New York State should adopt a rational health insurance payment system, and open a public generic drug manufacturer. Each measure would cause a major incremental improvement in the health system. Together, they promise substantial improvement in the affordability of high quality healthcare for New Yorkers. The profit motive that provides helpful incentives for some aspects of our health system would be maintained, and complemented by the state’s commitment to putting the public interest ahead of other considerations for areas where market solutions have failed.

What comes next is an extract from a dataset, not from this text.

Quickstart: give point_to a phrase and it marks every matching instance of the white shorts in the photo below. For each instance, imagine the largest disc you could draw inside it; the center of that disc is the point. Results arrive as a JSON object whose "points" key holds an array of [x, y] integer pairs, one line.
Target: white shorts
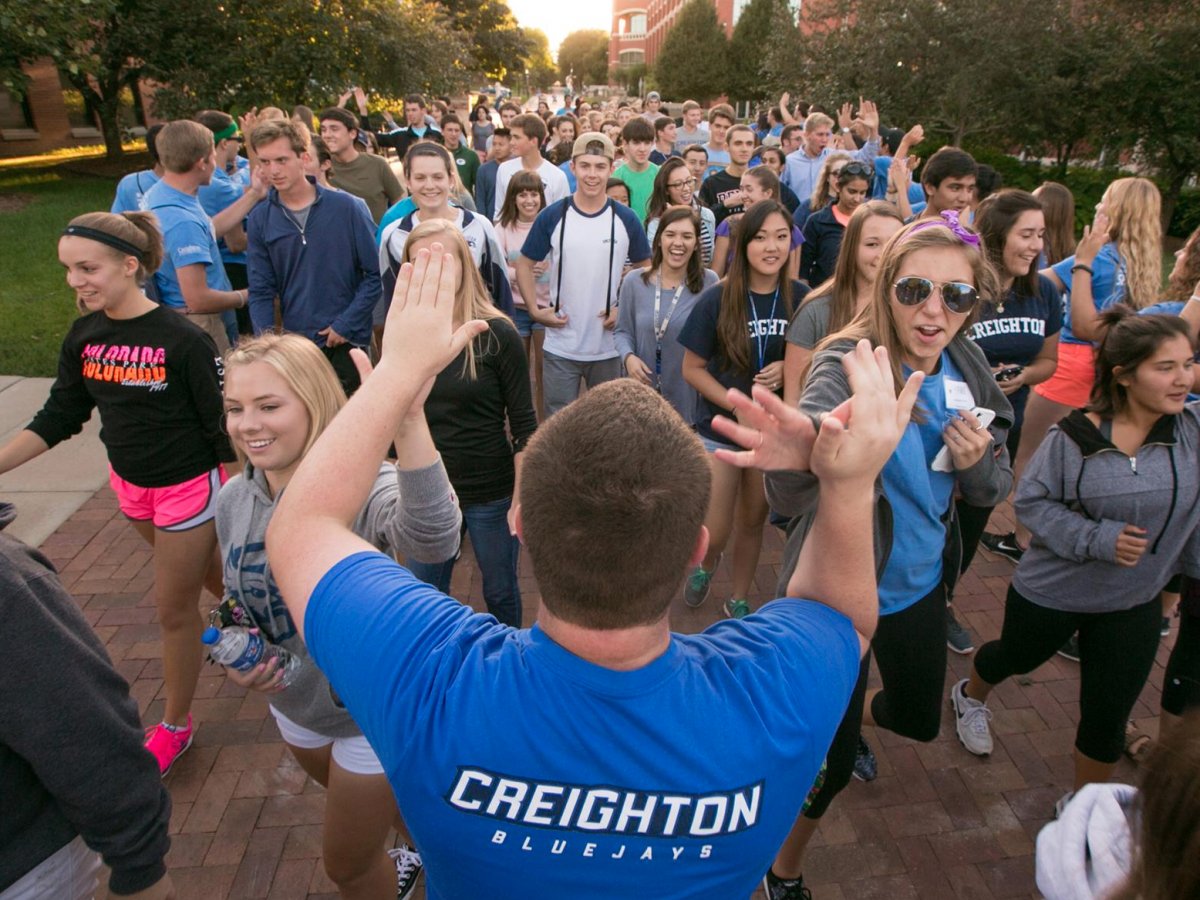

The Affordable Care Act that Congress passed and that President Barack Obama signed into law significantly reduced the number of uninsured in New York, and it has slowed the growth rate of health care costs. But our healthcare system remains badly flawed. With Washington divided and little hope it will do the things required to fix healthcare at the national level, New York State cannot wait for change.
Sources
Robin A. Cohen et al. “Health Insurance Coverage: Early Release of Estimates from the National Health Interview Survey, 2018,” National Center for Health Statistics. May 2019.
Dan Gorenstein, “Why Pharma Companies Are Bowing Out of Generics,” Marketplace. August 2, 2017.
Judy Lin, Jennifer Aguilera. “Gov. Gavin Newsome to propose that California manufacture its own generic drugs. CalMatters. January 9, 2020.
John C. Liu, Chapin White, Sarah A. Nowak, Asa Wilks, Jamie Ryan, Christine Ebner. An Assessment of the New York Health Act: A Single Payer Option for New York State. Rand Corporation, 2018.
New York State. Making Progress Happen: Fiscal Year 2021 Executive Budget Summary. January 2020.
New York State Department of Health Press Release, May 15, 2019, “Bucking National Trends, New York’s Uninsured Rate Continues to Decline, Reaching a Historic Low of 4.7 Percent.”
Uwe Reinhart, Priced Out: The Economic and Ethical Costs of American Healthcare. Princeton University Press: Princeton and Oxford. 2019.